The 3 T MR machine was first introduced in 1999. Its advantages over conventional machines with low magnetic field strengths include a higher signal-to-noise ratio, improved spatial resolution, and shorter acquisition time [
25]. Many previous studies that reported low diagnostic efficacy of MRI for detection of LHBT lesions [
11,
20,
24] used 1.0 T or 1.5 T machines which might make image interpretation difficult. The high diagnostic efficacy obtained in this study may be attributed to the use of 3 T machines. Strengths of this study were: 1) we confirmed that standard non-enhancing MRI had sufficient diagnostic efficacy to detect biceps pathology if adequate criteria were used; 2) we presented a novel classification method according to tear progression and demonstrated that MRI sign and plane were the most suitable for diagnosing each classification type; 3) this study was carried out on a much larger group of patients than previous studies. All these advantages are sufficient to prove the diagnostic value of MRI.

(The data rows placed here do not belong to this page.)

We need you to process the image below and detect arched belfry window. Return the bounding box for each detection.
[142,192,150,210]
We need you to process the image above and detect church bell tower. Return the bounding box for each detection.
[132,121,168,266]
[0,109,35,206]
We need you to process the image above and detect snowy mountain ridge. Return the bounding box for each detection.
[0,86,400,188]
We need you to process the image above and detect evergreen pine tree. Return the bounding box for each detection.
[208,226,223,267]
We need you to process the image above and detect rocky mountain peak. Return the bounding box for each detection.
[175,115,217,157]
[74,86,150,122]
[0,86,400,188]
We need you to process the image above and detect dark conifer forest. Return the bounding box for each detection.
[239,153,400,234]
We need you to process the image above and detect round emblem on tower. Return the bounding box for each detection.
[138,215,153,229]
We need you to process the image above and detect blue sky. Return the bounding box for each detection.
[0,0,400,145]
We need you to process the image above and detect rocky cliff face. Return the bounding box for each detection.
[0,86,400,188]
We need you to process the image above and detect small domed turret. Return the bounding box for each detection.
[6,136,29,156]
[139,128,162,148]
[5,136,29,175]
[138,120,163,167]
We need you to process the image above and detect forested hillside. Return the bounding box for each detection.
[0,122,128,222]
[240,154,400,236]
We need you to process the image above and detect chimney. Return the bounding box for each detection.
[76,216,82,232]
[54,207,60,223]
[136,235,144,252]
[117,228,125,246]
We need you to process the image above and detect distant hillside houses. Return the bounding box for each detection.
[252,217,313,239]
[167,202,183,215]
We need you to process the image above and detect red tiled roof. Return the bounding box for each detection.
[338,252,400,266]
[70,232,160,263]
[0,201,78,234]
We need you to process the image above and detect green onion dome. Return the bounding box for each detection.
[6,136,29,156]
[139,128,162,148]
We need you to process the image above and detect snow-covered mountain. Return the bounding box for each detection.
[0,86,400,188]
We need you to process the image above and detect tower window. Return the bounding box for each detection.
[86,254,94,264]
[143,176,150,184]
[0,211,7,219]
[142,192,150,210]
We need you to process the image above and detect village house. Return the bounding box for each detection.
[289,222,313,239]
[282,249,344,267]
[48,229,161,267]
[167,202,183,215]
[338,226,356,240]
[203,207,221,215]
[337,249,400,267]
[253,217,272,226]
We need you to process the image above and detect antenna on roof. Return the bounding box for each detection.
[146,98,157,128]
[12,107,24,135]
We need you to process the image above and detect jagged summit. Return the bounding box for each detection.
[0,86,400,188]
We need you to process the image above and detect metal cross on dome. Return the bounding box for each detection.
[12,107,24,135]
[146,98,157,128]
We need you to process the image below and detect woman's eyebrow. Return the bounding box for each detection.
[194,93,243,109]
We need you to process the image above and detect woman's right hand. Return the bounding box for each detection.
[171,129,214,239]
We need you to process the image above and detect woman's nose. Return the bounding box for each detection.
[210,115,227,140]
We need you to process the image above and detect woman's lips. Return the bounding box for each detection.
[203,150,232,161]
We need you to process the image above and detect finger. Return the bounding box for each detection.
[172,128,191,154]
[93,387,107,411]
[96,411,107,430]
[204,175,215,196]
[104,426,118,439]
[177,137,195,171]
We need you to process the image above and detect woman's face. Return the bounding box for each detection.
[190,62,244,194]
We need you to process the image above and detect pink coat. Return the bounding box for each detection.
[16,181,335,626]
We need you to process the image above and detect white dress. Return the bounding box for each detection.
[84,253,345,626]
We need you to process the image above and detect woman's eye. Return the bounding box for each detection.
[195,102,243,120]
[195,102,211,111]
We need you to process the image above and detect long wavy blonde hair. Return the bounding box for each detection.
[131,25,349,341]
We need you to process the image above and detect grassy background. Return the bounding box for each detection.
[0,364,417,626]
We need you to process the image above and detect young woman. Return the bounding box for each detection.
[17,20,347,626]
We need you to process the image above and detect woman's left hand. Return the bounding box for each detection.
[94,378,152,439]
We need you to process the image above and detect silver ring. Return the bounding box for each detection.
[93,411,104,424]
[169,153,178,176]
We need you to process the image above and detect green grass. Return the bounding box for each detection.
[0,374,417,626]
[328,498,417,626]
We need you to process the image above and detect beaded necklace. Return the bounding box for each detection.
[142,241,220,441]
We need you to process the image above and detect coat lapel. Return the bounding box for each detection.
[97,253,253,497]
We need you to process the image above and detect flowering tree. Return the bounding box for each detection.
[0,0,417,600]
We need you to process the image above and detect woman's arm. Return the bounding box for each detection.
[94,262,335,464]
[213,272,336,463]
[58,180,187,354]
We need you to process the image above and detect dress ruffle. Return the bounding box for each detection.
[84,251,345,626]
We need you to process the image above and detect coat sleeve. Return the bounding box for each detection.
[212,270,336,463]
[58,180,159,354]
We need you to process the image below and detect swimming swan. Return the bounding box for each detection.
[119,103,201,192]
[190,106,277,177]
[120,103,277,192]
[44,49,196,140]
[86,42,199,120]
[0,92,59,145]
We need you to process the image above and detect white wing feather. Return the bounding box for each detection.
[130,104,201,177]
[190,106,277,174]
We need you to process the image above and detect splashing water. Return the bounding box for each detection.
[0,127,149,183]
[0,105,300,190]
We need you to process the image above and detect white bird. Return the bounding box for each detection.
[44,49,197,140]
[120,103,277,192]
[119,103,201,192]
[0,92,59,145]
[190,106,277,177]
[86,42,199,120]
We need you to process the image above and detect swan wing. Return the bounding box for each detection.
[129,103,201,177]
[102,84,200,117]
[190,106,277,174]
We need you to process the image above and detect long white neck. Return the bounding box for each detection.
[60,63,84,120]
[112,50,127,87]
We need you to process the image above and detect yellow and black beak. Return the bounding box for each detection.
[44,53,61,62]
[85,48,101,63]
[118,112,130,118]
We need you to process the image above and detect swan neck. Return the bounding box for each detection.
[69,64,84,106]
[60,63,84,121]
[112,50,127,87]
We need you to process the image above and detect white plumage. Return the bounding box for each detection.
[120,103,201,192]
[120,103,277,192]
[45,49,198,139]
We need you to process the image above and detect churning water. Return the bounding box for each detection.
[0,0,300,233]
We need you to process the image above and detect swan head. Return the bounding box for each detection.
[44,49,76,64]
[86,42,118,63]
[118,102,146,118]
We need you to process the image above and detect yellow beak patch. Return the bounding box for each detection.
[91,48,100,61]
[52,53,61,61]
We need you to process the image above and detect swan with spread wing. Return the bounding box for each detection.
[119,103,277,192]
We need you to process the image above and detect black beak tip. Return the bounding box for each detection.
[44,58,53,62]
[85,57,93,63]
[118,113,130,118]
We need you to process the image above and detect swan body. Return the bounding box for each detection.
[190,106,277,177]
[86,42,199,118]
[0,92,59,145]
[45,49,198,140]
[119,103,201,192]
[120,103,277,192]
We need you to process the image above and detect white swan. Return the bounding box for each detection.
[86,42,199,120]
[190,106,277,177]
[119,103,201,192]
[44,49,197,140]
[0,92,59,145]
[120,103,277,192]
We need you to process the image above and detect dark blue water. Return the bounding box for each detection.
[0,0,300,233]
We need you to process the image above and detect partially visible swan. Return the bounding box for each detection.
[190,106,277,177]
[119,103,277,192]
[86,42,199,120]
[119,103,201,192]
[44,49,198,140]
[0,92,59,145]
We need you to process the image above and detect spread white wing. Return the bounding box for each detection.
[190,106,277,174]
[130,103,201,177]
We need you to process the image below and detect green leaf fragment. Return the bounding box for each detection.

However, this study also had some limitations. First, there was only one type V lesion. Thus, statistically significant value could not be obtained. Because type V (complete biceps tendon tear) has already been identified with high diagnostic accuracy in previous studies by both MRI and ultrasonography, we excluded type V from our analysis so that it had little influence on overall results of our study. Second, we described MRI interpretations only as normal or abnormal without differentiating lesion types. As a result, the diagnostic power for lesion type differentiation could not be determined. Third, the lack of evaluation of “hidden lesion” of extra-articular LHBT in arthroscopy is a limitation of this investigation [
26]. Fourth, this study focused on the lesion of biceps tendon itself and thus, we did not include dislocations or subluxations from the bicipital groove as a lesion. Fifth, since this study was conducted in a population undergoing surgery for rotator cuff disease, the prevalence of LHBT pathology probably would be higher than in other populations which affects the positive predictive value and negative predictive value. Lastly, as this study was on the diagnostic accuracy of MRI in diagnosing intra-articular pathology of the long head of the biceps tendon, we did not assess the correlation with clinical signs of biceps pathology. Further studies are needed to address these limitations.
Conclusion
In conclusion, standard non-enhancing MRI using a 3 T MRI machine has highly reliable diagnostic value for preoperative detection of LHBT pathology. Diagnostic accuracy is increased as lesion severity is increased. Among changes in diameter, contour irregularity, and alteration of signal intensity, reading with two or more diagnostic signs showed the highest accuracy. The single diagnostic sign that was the most sensitive for accurate diagnosis was the alteration of signal intensity in the parasagittal view.